By blocking these peripheral receptors without crossing the blood-brain barrier, naldemedine may stabilize pancreatic ductal pressure and improve the flow of pancreatic enzymes, thereby reducing the mechanical and inflammatory triggers of an acute attack. This mechanism is particularly intriguing for patients whose recurrence may be linked to subclinical sphincter of Oddi dysfunction or opioid-induced biliary stasis.

However, clinicians must interpret these results with caution. The small sample size (n=74) and the borderline p-value for the primary endpoint indicate that while the signal is strong, it requires validation. The study’s strengths include its rigorous double-blind design and the use of the Revised Atlanta Criteria, which ensures the reliability of the diagnosis of recurrence.

Conclusion and Future Directions

The PAMORA-RAP trial represents a significant step forward in the search for a pharmacological preventive strategy for recurrent acute pancreatitis. Naldemedine appears to be a safe and potentially effective option, especially for patients capable of long-term adherence. While these findings are encouraging, they should be viewed as hypothesis-generating. A larger, phase 3 confirmatory trial is essential to definitively establish naldemedine’s role in the standard of care for RAP and to identify which patient phenotypes (e.g., those with idiopathic RAP vs. those with early-stage chronic pancreatitis) benefit the most from this intervention.

Funding and Clinical Trial Information

This study was supported by grants from relevant Danish health authorities and research foundations. ClinicalTrials.gov Identifier: PAMORA-RAP: NCT04966559.

References

1. Cook ME, Knoph CS, Davidsen L, et al. Naldemedine for the Prevention of Recurrent Acute Pancreatitis: A Randomised, Double-Blind, Placebo-Controlled Trial. United European Gastroenterol J. 2026;14(1):e70178. doi: 10.1002/ueg2.70178.

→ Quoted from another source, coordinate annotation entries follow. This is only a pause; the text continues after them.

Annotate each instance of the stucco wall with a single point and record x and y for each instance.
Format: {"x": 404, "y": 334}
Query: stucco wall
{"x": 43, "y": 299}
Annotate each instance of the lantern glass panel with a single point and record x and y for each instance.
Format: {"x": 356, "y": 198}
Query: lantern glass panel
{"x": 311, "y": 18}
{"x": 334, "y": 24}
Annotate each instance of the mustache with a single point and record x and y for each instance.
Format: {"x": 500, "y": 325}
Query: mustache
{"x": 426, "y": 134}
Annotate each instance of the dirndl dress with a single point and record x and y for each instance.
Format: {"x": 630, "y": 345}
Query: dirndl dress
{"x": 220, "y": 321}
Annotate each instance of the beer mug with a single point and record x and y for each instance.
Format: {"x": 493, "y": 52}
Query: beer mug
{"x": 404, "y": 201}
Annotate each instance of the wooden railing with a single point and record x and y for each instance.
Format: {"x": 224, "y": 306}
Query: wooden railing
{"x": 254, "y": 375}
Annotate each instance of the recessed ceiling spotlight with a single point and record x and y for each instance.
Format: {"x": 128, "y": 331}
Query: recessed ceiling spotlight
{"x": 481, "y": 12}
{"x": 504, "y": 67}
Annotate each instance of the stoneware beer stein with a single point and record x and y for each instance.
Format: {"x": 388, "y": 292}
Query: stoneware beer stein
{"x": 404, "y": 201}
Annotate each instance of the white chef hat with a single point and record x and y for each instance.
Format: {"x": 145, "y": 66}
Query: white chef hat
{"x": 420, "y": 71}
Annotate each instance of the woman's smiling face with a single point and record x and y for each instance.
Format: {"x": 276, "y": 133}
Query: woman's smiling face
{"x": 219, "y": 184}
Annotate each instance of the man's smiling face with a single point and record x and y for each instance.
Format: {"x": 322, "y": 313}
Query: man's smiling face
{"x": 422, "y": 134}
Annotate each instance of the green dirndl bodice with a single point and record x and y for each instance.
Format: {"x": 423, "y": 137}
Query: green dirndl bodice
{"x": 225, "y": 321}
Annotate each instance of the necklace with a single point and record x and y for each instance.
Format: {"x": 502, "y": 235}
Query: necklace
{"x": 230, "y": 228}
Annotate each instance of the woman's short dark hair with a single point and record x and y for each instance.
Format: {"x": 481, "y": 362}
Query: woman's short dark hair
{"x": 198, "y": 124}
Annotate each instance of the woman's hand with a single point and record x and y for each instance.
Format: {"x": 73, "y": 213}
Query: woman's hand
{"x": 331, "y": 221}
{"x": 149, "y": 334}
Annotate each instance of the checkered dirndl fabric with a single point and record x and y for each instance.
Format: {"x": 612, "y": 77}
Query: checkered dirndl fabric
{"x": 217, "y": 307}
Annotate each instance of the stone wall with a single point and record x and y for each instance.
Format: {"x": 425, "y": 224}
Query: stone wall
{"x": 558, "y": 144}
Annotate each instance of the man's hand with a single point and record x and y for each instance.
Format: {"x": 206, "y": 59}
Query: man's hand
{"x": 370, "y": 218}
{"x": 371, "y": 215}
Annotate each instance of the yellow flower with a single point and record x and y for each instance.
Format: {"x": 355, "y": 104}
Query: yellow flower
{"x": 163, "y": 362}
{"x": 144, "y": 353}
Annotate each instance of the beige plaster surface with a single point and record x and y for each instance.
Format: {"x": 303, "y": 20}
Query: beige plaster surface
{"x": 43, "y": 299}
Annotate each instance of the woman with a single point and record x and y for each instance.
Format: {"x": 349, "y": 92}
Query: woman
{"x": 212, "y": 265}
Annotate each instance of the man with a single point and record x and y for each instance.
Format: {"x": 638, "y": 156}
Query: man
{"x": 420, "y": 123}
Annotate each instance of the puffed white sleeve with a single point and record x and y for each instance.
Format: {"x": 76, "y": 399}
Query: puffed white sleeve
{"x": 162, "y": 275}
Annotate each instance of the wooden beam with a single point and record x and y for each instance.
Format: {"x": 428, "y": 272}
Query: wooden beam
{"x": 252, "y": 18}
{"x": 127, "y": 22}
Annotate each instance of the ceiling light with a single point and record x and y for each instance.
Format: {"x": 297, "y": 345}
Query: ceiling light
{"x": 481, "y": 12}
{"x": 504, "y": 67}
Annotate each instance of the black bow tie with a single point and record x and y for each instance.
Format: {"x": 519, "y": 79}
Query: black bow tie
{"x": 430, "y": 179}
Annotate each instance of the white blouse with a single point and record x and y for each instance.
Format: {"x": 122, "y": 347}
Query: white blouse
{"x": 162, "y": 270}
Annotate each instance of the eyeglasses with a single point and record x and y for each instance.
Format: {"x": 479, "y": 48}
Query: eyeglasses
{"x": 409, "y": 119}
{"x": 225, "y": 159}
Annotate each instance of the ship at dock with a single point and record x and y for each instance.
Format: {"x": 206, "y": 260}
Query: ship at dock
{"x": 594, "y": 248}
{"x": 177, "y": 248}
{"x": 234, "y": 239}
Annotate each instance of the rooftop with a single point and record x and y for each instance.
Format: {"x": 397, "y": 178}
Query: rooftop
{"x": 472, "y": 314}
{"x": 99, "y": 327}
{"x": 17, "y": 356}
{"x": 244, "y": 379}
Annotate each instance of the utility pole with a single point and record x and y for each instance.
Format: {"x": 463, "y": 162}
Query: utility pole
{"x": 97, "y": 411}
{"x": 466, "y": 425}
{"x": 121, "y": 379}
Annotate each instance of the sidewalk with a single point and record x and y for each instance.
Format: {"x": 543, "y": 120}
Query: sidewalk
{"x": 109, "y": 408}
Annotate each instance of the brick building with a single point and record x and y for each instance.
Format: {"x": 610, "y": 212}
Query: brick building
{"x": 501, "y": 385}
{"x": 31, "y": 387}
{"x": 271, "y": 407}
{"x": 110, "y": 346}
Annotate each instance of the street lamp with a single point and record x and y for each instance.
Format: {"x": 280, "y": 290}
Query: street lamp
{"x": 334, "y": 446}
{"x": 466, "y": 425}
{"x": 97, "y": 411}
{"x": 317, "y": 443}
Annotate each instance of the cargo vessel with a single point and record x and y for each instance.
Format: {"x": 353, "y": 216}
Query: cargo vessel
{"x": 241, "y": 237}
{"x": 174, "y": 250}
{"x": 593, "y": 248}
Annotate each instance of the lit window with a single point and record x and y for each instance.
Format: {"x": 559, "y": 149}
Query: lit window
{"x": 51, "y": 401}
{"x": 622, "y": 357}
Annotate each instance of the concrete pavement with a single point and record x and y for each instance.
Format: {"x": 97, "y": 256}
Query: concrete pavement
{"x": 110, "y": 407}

2. Banks PA, Bollen TL, Dervenis C, et al. Classification of acute pancreatitis–2012: revision of the Atlanta classification and definitions by international consensus. Gut. 2013;62(1):102-111.

3. Guda NM, Tringali A, Talukdar R, et al. Management of Recurrent Acute Pancreatitis: An International Survey and Clinical Practice Algorithm. J Clin Gastroenterol. 2022;56(3):e183-e191.